But, and what you
are ignoring (possibly purposefully) is that Verifying nodes maintain the valid ledger for
everyone other than the miners. If this independent decentralized ledger alerts the
community and economies that a miner or miners are building invalid blocks, everyone
other than the miners stop, not just the nodes, that is stupid. All users, developers,
exchange owners, and etc are immediately alerted to a possible problem and are
advised to halt until the issue is resolved. That is what Verifying Nodes do.
My whole argument is, that
no, they won't stop. Because they need to transact. You would probably be right with a technical incident, like happened in the past.
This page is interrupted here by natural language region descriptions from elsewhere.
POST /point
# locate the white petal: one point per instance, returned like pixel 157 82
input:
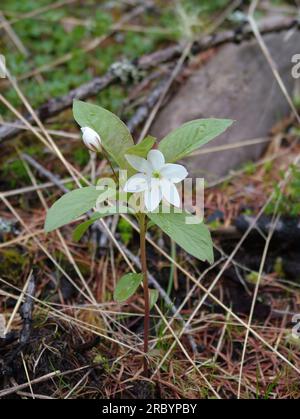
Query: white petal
pixel 137 183
pixel 156 159
pixel 91 139
pixel 170 193
pixel 152 197
pixel 138 163
pixel 174 172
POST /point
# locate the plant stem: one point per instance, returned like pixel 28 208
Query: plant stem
pixel 143 227
pixel 105 154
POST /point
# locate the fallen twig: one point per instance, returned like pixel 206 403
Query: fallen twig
pixel 147 62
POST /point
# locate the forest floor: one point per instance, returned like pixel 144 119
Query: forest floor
pixel 61 335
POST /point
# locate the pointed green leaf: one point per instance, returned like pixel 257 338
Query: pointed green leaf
pixel 190 136
pixel 154 294
pixel 114 134
pixel 193 238
pixel 74 204
pixel 143 148
pixel 127 286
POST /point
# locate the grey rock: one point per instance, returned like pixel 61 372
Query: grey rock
pixel 237 83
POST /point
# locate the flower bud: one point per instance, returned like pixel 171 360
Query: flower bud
pixel 91 139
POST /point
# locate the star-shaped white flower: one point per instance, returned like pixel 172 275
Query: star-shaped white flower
pixel 156 179
pixel 91 139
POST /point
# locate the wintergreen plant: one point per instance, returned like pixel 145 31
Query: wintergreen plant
pixel 149 194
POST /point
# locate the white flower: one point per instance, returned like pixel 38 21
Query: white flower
pixel 156 179
pixel 91 139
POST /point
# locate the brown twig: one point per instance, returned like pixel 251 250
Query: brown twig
pixel 147 62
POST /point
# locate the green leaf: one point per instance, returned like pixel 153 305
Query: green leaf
pixel 143 148
pixel 190 136
pixel 153 297
pixel 193 238
pixel 74 204
pixel 114 134
pixel 127 286
pixel 83 227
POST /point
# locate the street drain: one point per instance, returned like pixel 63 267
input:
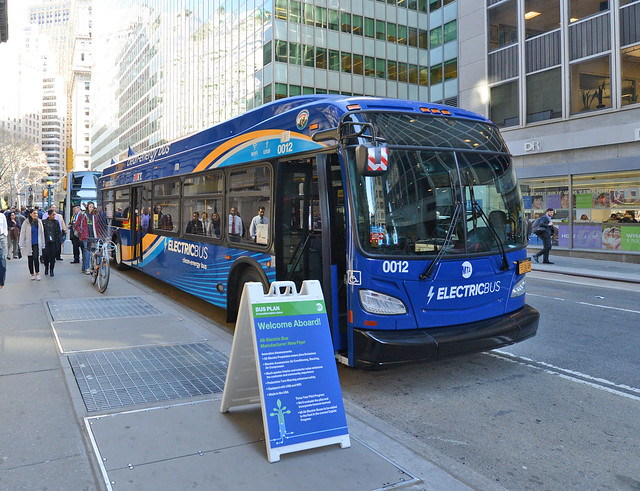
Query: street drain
pixel 116 379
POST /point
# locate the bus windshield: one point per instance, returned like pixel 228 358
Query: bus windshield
pixel 408 210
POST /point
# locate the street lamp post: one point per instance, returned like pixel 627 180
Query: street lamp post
pixel 49 186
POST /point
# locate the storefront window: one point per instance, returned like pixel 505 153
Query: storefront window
pixel 630 61
pixel 590 85
pixel 605 210
pixel 503 24
pixel 540 194
pixel 541 16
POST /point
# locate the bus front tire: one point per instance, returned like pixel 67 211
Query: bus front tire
pixel 246 276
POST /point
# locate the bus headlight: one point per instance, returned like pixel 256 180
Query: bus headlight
pixel 379 303
pixel 520 288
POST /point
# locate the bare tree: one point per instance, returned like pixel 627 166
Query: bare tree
pixel 22 164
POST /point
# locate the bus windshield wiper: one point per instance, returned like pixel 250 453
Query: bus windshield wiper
pixel 476 206
pixel 454 220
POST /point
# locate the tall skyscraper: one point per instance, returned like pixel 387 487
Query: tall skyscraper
pixel 180 68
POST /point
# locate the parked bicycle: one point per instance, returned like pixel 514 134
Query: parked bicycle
pixel 99 268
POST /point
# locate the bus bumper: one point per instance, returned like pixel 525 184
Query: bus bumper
pixel 378 349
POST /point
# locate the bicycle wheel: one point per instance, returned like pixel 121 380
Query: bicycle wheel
pixel 93 267
pixel 103 274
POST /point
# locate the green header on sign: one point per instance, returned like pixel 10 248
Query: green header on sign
pixel 283 309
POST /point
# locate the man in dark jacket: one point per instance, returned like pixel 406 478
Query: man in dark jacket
pixel 52 238
pixel 544 230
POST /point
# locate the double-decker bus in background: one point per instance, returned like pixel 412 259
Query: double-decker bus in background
pixel 408 213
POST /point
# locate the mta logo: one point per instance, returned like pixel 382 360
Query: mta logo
pixel 467 269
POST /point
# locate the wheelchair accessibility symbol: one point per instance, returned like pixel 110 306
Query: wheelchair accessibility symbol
pixel 354 277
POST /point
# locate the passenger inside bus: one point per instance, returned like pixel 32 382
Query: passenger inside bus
pixel 215 224
pixel 235 225
pixel 195 225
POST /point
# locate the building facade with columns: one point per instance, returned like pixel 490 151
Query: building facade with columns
pixel 562 79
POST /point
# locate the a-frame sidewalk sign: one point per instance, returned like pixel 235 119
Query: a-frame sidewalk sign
pixel 282 357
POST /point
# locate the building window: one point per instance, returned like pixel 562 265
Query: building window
pixel 391 32
pixel 436 74
pixel 294 11
pixel 334 60
pixel 321 58
pixel 392 70
pixel 369 27
pixel 503 24
pixel 579 9
pixel 308 55
pixel 281 91
pixel 334 20
pixel 544 95
pixel 345 22
pixel 541 16
pixel 450 31
pixel 451 69
pixel 357 25
pixel 369 66
pixel 345 62
pixel 381 30
pixel 281 51
pixel 266 54
pixel 381 67
pixel 630 74
pixel 357 64
pixel 504 104
pixel 294 53
pixel 590 85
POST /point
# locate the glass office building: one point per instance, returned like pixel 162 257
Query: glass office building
pixel 562 79
pixel 167 68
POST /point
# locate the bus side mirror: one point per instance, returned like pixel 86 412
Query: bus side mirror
pixel 371 160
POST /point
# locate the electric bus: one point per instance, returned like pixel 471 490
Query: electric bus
pixel 408 213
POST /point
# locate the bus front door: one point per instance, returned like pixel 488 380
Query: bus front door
pixel 299 248
pixel 136 224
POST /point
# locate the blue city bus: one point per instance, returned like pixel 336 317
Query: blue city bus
pixel 408 213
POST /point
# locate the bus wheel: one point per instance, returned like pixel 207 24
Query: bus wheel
pixel 247 275
pixel 117 255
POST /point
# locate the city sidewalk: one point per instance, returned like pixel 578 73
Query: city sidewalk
pixel 122 391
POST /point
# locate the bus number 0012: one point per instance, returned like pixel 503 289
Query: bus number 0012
pixel 395 267
pixel 285 147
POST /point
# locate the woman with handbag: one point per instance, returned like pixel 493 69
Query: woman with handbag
pixel 14 237
pixel 32 242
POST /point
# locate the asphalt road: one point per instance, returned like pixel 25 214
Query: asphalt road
pixel 558 411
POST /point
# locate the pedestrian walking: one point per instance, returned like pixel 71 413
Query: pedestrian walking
pixel 4 232
pixel 543 228
pixel 87 230
pixel 63 230
pixel 32 242
pixel 13 239
pixel 75 235
pixel 52 234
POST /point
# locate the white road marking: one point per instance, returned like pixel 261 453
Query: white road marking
pixel 572 375
pixel 607 307
pixel 545 296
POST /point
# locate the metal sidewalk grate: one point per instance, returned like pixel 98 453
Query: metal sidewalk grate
pixel 116 379
pixel 79 309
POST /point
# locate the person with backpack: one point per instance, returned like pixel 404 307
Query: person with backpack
pixel 32 242
pixel 543 228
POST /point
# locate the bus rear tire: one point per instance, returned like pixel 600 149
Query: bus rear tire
pixel 249 274
pixel 117 255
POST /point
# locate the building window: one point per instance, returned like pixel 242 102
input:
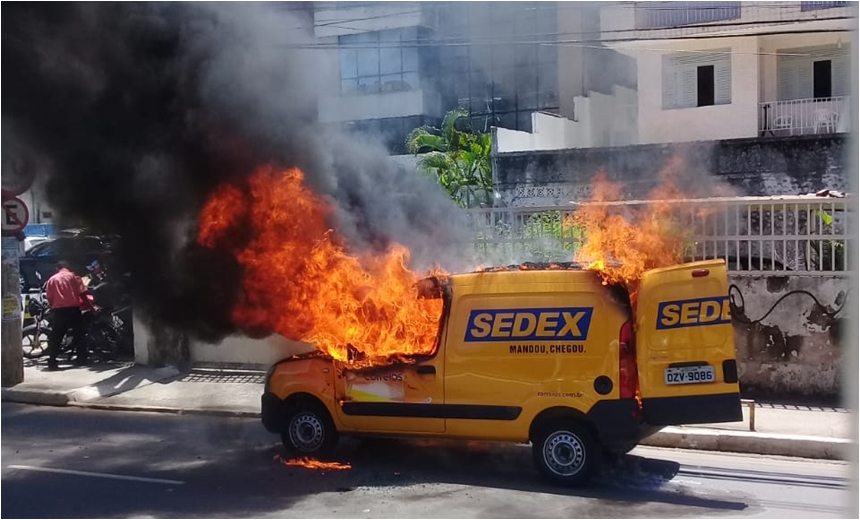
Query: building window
pixel 697 79
pixel 821 79
pixel 381 61
pixel 813 72
pixel 662 15
pixel 704 85
pixel 812 6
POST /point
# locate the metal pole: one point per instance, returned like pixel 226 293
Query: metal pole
pixel 12 355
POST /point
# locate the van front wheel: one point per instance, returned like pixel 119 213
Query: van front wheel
pixel 310 430
pixel 566 453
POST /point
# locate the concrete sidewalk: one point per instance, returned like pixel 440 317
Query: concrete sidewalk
pixel 794 431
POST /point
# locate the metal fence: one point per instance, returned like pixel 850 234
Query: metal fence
pixel 805 116
pixel 804 235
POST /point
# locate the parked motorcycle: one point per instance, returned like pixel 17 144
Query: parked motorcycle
pixel 107 329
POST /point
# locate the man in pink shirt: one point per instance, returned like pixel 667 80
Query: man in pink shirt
pixel 64 291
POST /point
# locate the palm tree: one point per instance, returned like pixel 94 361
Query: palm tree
pixel 459 160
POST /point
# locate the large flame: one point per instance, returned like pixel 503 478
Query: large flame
pixel 623 240
pixel 309 463
pixel 300 281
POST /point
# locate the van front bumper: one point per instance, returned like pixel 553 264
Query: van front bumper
pixel 272 413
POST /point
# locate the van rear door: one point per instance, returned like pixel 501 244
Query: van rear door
pixel 685 346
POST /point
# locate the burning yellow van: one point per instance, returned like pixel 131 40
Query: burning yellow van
pixel 549 356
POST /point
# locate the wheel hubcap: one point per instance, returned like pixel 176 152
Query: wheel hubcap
pixel 564 453
pixel 306 432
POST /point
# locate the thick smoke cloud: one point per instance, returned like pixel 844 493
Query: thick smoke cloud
pixel 138 111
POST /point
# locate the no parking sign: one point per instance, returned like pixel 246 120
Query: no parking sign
pixel 15 215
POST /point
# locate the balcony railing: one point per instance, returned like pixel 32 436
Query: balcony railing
pixel 805 116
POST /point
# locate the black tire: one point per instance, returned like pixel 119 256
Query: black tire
pixel 309 429
pixel 103 341
pixel 565 452
pixel 35 346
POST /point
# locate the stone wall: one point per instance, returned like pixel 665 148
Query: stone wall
pixel 789 345
pixel 757 167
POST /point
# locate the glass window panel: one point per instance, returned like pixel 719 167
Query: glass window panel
pixel 348 63
pixel 368 85
pixel 409 34
pixel 411 80
pixel 547 53
pixel 389 60
pixel 507 120
pixel 391 82
pixel 368 62
pixel 524 121
pixel 389 36
pixel 526 54
pixel 410 59
pixel 367 37
pixel 349 85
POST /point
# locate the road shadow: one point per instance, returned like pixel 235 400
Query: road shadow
pixel 231 468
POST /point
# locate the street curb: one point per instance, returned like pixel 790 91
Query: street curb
pixel 40 397
pixel 827 448
pixel 165 409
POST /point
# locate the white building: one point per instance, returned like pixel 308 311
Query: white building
pixel 722 70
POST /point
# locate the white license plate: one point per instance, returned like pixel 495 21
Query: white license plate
pixel 689 375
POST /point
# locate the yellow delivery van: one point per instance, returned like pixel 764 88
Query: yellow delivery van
pixel 552 357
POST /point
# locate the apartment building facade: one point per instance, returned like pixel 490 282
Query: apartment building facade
pixel 723 70
pixel 400 65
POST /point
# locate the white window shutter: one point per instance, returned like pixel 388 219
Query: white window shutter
pixel 670 83
pixel 841 72
pixel 787 79
pixel 723 81
pixel 688 86
pixel 803 85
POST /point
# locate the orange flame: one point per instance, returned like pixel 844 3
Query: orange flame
pixel 300 281
pixel 307 462
pixel 622 241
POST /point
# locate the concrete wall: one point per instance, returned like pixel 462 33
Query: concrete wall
pixel 756 167
pixel 601 120
pixel 791 348
pixel 240 351
pixel 734 120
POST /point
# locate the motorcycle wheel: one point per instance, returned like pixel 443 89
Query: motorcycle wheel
pixel 103 342
pixel 35 342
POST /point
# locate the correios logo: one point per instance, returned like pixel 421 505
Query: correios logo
pixel 384 377
pixel 556 323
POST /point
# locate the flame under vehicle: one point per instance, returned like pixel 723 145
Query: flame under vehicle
pixel 553 357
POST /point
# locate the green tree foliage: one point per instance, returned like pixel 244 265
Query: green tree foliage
pixel 460 160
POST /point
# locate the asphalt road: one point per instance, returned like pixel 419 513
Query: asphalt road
pixel 65 462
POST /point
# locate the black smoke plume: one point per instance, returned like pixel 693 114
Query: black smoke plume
pixel 138 111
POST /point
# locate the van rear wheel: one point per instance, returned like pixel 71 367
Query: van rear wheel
pixel 565 452
pixel 310 430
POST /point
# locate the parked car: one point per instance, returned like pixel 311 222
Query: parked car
pixel 76 247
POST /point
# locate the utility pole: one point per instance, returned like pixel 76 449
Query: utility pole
pixel 12 356
pixel 18 174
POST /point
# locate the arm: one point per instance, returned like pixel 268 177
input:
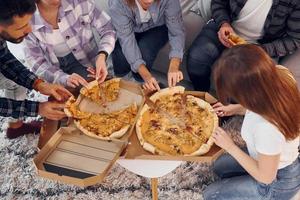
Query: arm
pixel 14 70
pixel 220 11
pixel 18 109
pixel 228 110
pixel 291 42
pixel 40 65
pixel 264 167
pixel 101 21
pixel 122 22
pixel 176 30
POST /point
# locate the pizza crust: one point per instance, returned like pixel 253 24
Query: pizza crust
pixel 204 148
pixel 73 103
pixel 115 135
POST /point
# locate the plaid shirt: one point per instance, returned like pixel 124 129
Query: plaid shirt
pixel 12 69
pixel 76 19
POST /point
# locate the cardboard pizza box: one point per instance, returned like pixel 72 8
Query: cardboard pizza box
pixel 72 157
pixel 134 150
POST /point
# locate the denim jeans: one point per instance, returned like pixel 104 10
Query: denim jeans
pixel 12 91
pixel 69 64
pixel 149 42
pixel 237 184
pixel 202 54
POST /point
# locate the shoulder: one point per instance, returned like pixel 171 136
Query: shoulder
pixel 118 5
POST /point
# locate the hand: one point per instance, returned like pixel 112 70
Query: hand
pixel 52 110
pixel 222 110
pixel 222 139
pixel 75 80
pixel 229 110
pixel 223 34
pixel 151 84
pixel 57 91
pixel 174 74
pixel 101 71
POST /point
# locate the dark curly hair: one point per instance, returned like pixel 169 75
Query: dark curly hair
pixel 11 8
Something that those causing it weren't even aware of, and say "oops, sorry for the inconvenience". Yes. But this is not what we are talking about this time. We are talking about economic and political choices. We are talking about miners that continue to make a valid chain according to the old rules, with the old software, ON PURPOSE.
And we are talking about users that want/need to transact. So what you are imagining, is that users are going to download, themselves, new software of which they KNOW that it will not agree with what miners are producing, to stop their own ability to transact, and think that:
1) they will do so and put themselves out of the system that way
2) this will affect the miners in any way
is totally misguided.
I would even say, even though it is bolder: if miners purposely decide themselves to modify their protocol (which is a difficult thing to do for them, and they can only consider that if they have a large majority, because they take the initiative to fork away), and ALL of them do so, then users and exchanges
still have to follow, because if they don't, they exclude themselves.
Technically, bitcoin is made such that as long as there is only one block chain out there, there's no choice but to use it or to leave it. If you leave it, you don't have access to your coins, you cannot transact, you cannot receive transactions. It is as if you left bitcoin. If you accept it, you accept the consensus protocol by which it is being built.
But in all of this, the essentially difficult and impossible step, is for those "stepping out". For miners, stepping out means MODIFYING the protocol they are used to. For full nodes, stepping out means: installing software that is not compatible with the actually made chain.
For miners, this implies that they fork away.
For nodes, it means that they stop.
This is the strong force of immutability. For every actor, it is individually a crazy thing to do to deviate from the actual consensus protocol. For miners, it means that they might start wasting all their hash rate. For nodes, it means that they exclude themselves, and cannot transact any more.